Two Navy friends recommended Act of Valor. Couldn’t believe it as the trailer for the film looked so typical of ‘the best parts of a bad movie.’ They persuaded me that the film was made with SEAL cooperation with the hopes that the film would contribute to their increased recruiting requirements. Actual SEALs performed all of the terrific stunts and some of the weak acting. Happily, they did well at what they are paid to do. I wonder if we can really respond so effectively, and expensively, to dilute the malicious intent of so many cheaply armed bandits and thugs?! And can the SEALs truly carry enough ammunition for such firefights?! Anyway, watch the Behind the Scenes clip at the site.

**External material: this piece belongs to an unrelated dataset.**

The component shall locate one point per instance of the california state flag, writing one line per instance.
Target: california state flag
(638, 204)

Our audience of forty left the theatre in a quiet mood even though the film’s action scenes were exhilarating.

I admire the well-conceived obituaries in The Economist if only for the broad and interesting range of its selection. Lyn Lusi’s obit saddened me because of her achievements in face of daunting circumstances in a dangerous place (Republic of Congo). Courage may be manifested in many ways.

Photo courtesy of The Economist 31 March 2012

Tecumseh figurehead; US Naval Academy.

This poem of Tecumseh was central to the plot of Act of Valor. I walked or marched passed this figurehead thousands of times over a four year period, never investigating the purpose and meaning of its presence.

“So live your life that the fear of death can never enter your heart. Trouble no one about their religion; respect others in their view, and demand that they respect yours. Love your life, perfect your life, beautify all things in your life. Seek to make your life long and its purpose in the service of your people. Prepare a noble death song for the day when you go over the great divide.

Always give a word or a sign of salute when meeting or passing a friend, even a stranger, when in a lonely place. Show respect to all people and grovel to none.

When you arise in the morning give thanks for the food and for the joy of living. If you see no reason for giving thanks, the fault lies only in yourself. Abuse no one and no thing, for abuse turns the wise ones to fools and robs the spirit of its vision.

When it comes your time to die, be not like those whose hearts are filled with the fear of death, so that when their time comes they weep and pray for a little more time to live their lives over again in a different way. Sing your death song and die like a hero going home.”